A* algorithm by pixel: Failed to create diagonal path in 3x3 grid.

5 posts in this topic

I have trouble creating a path, either it's closed or best, from going downwards (south) and / or diagonally downwards (southeast / southwest).

Here's a picture displaying the current state of my program (bugged, and inaccurately displayed) :

[img]http://i1207.photobucket.com/albums/bb464/tom_mai78101/Untitled-5.png[/img]

I have set Square 1 as my starting point, and Square 9 as my finishing point. From Square 1 to Square 9, I set the default colors to different hues of dark red. From Square 1 to Square 3, those are the squares added into the "best" array list selected out, and marked as white to distinguish as the "best path" from starting point to finishing point.

I expected to have Square 1, Square 2, Square 5, Square 6, and Square 9 (Or 1, 4, 5, 8, and 9) be marked white, and all three of the squares are added to the "best" array list. The picture above is not what I wanted.

I'm asking for help in determining where my bug occurred, where the "best" path is unabled to be generated correctly. One major problem is that my source code is pretty huge when considering how jumpy my code is.

Currently, I'm reading through my codes to try and figure out where it's not working.
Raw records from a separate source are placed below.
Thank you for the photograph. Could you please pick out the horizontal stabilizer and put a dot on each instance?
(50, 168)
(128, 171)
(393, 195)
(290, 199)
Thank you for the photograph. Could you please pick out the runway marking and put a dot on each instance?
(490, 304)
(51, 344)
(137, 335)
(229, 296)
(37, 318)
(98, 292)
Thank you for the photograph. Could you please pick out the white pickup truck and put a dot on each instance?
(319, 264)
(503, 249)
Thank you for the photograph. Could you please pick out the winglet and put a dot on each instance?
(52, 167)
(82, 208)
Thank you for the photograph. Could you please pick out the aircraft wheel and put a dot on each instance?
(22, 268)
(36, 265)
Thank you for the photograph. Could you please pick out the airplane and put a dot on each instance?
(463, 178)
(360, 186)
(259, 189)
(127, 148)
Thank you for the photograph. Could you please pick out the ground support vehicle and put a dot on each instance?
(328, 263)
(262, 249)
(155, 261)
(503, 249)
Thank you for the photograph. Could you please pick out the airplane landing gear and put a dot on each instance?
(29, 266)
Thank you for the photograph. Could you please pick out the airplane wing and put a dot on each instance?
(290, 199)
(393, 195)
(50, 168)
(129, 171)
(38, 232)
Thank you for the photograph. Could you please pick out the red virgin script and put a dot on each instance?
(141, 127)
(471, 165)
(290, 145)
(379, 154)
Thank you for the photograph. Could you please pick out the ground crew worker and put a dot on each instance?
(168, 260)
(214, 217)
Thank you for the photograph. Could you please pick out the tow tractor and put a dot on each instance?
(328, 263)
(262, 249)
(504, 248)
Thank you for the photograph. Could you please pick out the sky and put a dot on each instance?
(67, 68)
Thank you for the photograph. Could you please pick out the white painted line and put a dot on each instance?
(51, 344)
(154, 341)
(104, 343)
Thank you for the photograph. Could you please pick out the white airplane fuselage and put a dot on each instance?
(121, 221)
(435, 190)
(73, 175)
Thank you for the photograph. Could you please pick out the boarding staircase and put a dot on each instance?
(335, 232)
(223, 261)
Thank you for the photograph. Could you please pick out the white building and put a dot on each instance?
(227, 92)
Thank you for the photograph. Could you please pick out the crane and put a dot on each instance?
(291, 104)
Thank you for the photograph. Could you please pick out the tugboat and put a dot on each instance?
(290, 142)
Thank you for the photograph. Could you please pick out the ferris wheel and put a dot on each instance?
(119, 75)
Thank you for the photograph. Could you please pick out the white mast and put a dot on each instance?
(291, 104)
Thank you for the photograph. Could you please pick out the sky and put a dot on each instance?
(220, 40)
Source code, place where I suspect it's where the bug is located at. I probably narrowed it down quite a lot:

[CODE]
package core;
import java.util.ArrayList;
import java.util.List;
import java.util.Set;
public class Grid
{
public List<Square> grids = new ArrayList<Square>();
public List<Square> exists = new ArrayList<Square>();
public int size = 9;
public int width;
public int height;
public Square target = new Square(0, this);
// =======================================================
public int rows = 0;
public int columns = 0;
public Square goal;
public Square[][] squares;
public List<Square> opened = new ArrayList<Square>();
public List<Square> closed = new ArrayList<Square>();
public List<Square> best = new ArrayList<Square>();
int xStart = 0;
int yStart = 0;
int xFinish = 2;
int yFinish = 2;

public Grid(int rows, int columns)
{
this.rows = rows;
this.columns = columns;
this.squares = new Square[rows][columns];
int count = 0;
for(int j = 0; j < rows; j++)
{
for(int i = 0; i < columns; i++)
{
this.squares[j][i] = new Square(count++, this);
this.squares[j][i].setCoordinate(j, i);
}
}
squares[xStart][yStart].setFlag(Square.START);
squares[xFinish][yFinish].setFlag(Square.FINISH);
this.goal = squares[xFinish][yFinish];
for(int ro = 0; ro < squares.length; ro++)
for(int c = 0; c < squares[ro].length; c++)
squares[ro][c].checkAdjacencies();
}

public void findingPath()
{
Set<Square> adjacSet = squares[xStart][yStart].adjacencies;
for(Square adjacent : adjacSet)
{
adjacent.parent = squares[xStart][yStart];
if(adjacent.flag != Square.START)
opened.add(adjacent);
}
}

public Square findBestPath()
{
Square best = null;
Square goal = null;
for(int i = 0; i < squares.length; i++)
for(int j = 0; j < squares[i].length; j++)
if(squares[i][j].flag == Square.FINISH)
goal = squares[i][j];
for(Square square : opened)
{
if(best == null || square.getCost(goal) < best.getCost(goal))
{
best = square;
}
}
return best;
}

// ============================================
private void populateBestList(Square square)
{
best.add(square);
if(square.parent.flag != Square.START)
populateBestList(square.parent);
return;
}
boolean testFlag = false;

public void tick()
{
if(testFlag == false)
{
findingPath();
testFlag = true;
}
if(opened.size() > 0)
{
Square best = findBestPath();
opened.remove(best);
closed.add(best);
if(best.flag == Square.FINISH)
{
populateBestList(goal);
return;
}
else
{
Set<Square> neighbors = best.adjacencies;
for(Square neighbor : neighbors)
{
if(opened.contains(neighbor))
{
Square temp = new Square(neighbor.id, this);
temp.setCoordinate(neighbor.x, neighbor.y);
temp.parent = best;
if(temp.getCost(goal) >= neighbor.getCost(goal))
continue;
}
if(closed.contains(neighbor))
{
Square temp = new Square(neighbor.id, this);
temp.setCoordinate(neighbor.x, neighbor.y);
temp.parent = best;
if(temp.getCost(goal) >= neighbor.getCost(goal))
continue;
}
neighbor.parent = best;
opened.remove(neighbor);
closed.remove(neighbor);
opened.add(0, neighbor);
}
}
}
if(opened.size() <= 0)
{
Square temp = null;
for(Square t : best)
if(t.flag == Square.FINISH)
temp = t;
while(temp != null)
{
temp = temp.parent;
}
}
}

public void render(int[] pixels)
{
for(Square object : closed)
{
pixels[object.x + object.y * width] = object.color;
}
}
}
[/CODE]

Thanks for your help in reading this thread in advance.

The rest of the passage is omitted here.